Familiar Themes
Aidan Dunne
The Tribune Magazine 14,
03 October 1995
, pp.6, 7
It’s a week before the opening of Alice Maher’s exhibition Familiar at the Douglas Hyde Gallery, and she is working out the placement of her work with the gallery staff. A series of tall, large paintings are distributed sparsely around the space, leaning against the walls. Each painting, though, is accompanied by its “familiar”, a sculptural object, anything from a couple of inches to a couple of yards in size.
“That’s one meaning contained in the title,” she observes, “but there are other layers as well. For example, a lot of the things in the paintings are familiar, and the objects and materials are sort of familiar — while still being difficult to pin down exactly. I like that ambiguity, where you can make some kind of connection but you’re not quite sure.”
One painting, for example, contains simplified representations of all the buildings — and, in one case, a tent — that she has lived in. They make up a freeform village of indeterminate scale. It could be made of building blocks, or it might be life size. It’s accompanied by a bronze of a running girl, running, apparently, straight out of the wall.
Or, again, a painting that features fragments of a maze — “It’s a maze and yet not a maze,” says Maher, “because there’s no way in or out, no pathway through it,” — is hung next to a small, beautiful bronze of a girl’s head on its side, her eyes closed as if she’s dreaming or thinking. “Perhaps she’s imagining what we see in the painting.”
Flax, with features as a material, is like hair, but also has its own associations. Often, the protagonist in the work is to a greater or lesser extent the artist herself.

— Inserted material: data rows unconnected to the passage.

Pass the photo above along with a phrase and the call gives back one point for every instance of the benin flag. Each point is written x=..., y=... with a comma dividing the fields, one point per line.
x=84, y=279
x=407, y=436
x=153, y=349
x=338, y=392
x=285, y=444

Maher was born in Tipperary in 1956 and, though she has lived in cities for most of her life, studying in Cork and Belfast, she still sees that rural dimension as significant to her work, particularly in her attitude to materials. This emerges typically in the two “dresses” she’s made for Familiar, one composed chiefly of bees, the other of rose hips, the latter individually pinned to the form which, inside, bristles with pin points. Both send, to put it mildly, mixed signals. “It just seems like the most natural thing in the world for me to use the hips or the bees, because I have that familiarity with them.”
Familiar was two-and-a-half years in the making, a time which coincides with her residency at the Fire Station Artists’ Studios in Dublin’s Buckingham Street. There were, however, numerous interruptions along the way, including participation in last year’s Sao Paulo Biennale.
“Brazil was absolutely brilliant. I had a great time.” With Philip Napier and Ciarán Lennon, Maher represented Ireland at the exhibition. They took on more than they bargained for. “The space was very good, but the lighting was completely inadequate. We realised that we’d have to do something about it ourselves. Most countries had brought their own lighting tracks, as well as teams of technicians to install it.”
The Irish artists, by comparison, were operating on a miniscule budget, energetically juggled by administrator Siuban Barry. “We discovered that Brazil is an extremely expensive place, and it’s a bureaucratic nightmare. They have the most convoluted shopping arrangements imaginable. The only thing to do was to get into the spirit of it and go along with it all. When we’d assembled everything we needed we noticed that the electricians always seemed to be with the Germans or whatever. It finally dawned on us that you had to offer them extra money. I got all indignant and said we certainly weren’t going to bribe them until Philip pointed out that they were probably working for half-nothing as it was.”
By comparison, a team of workers laboured on the Robert Rauschenberg installation next door. Ditto the Japanese, who did things with characteristic style and ceremony right down to the red sun motif that embellished every packing crate.
After the opening Maher stayed on in Brazil for two weeks, travelling first up the coast to Salvador.
“It’s like an African city, and it’s a kind of home for the local religion. Candomble, which combines elements of Catholicism, what we would call voodoo, and various other things. It’s a wonderful religion with stunning imagery, rich and celebratory and sensual.
“It was extraordinary to be somewhere where puritanism just never took hold. And though I don’t regard myself as being particularly inhibited it actually made me feel inhibited by comparison.”
Then she went on to Manaus, its opera house the inspiration for Herzog’s Fitzcarraldo, deep in Amazon country, on the River Negro: “You realise why it’s called that when you see the water is, literally, black.”
Brazil will probably make its presence felt in her work. It may already have done so, but probably in oblique, unexpected ways. She warms to the oblique and the unexpected.
Her enduring interest in things medieval stems. she thinks, from “the subversive potential of marginalia. You have these narratives, but if you follow the little things in the margins you find that they tell a different story. I like the things in the margins generally, jokes, slips-of-the-tongue, the unofficial version.”
She would like her own work “to undermine the supremacy of the great painting. You could go into the Douglas Hyde and try to fill it with monumental statements. Or you could do the opposite, which I suppose is what I’ve done. By concentrating on and making small things, by playing around with scale a lot and making small things loom large you’re suggesting a different way of looking.”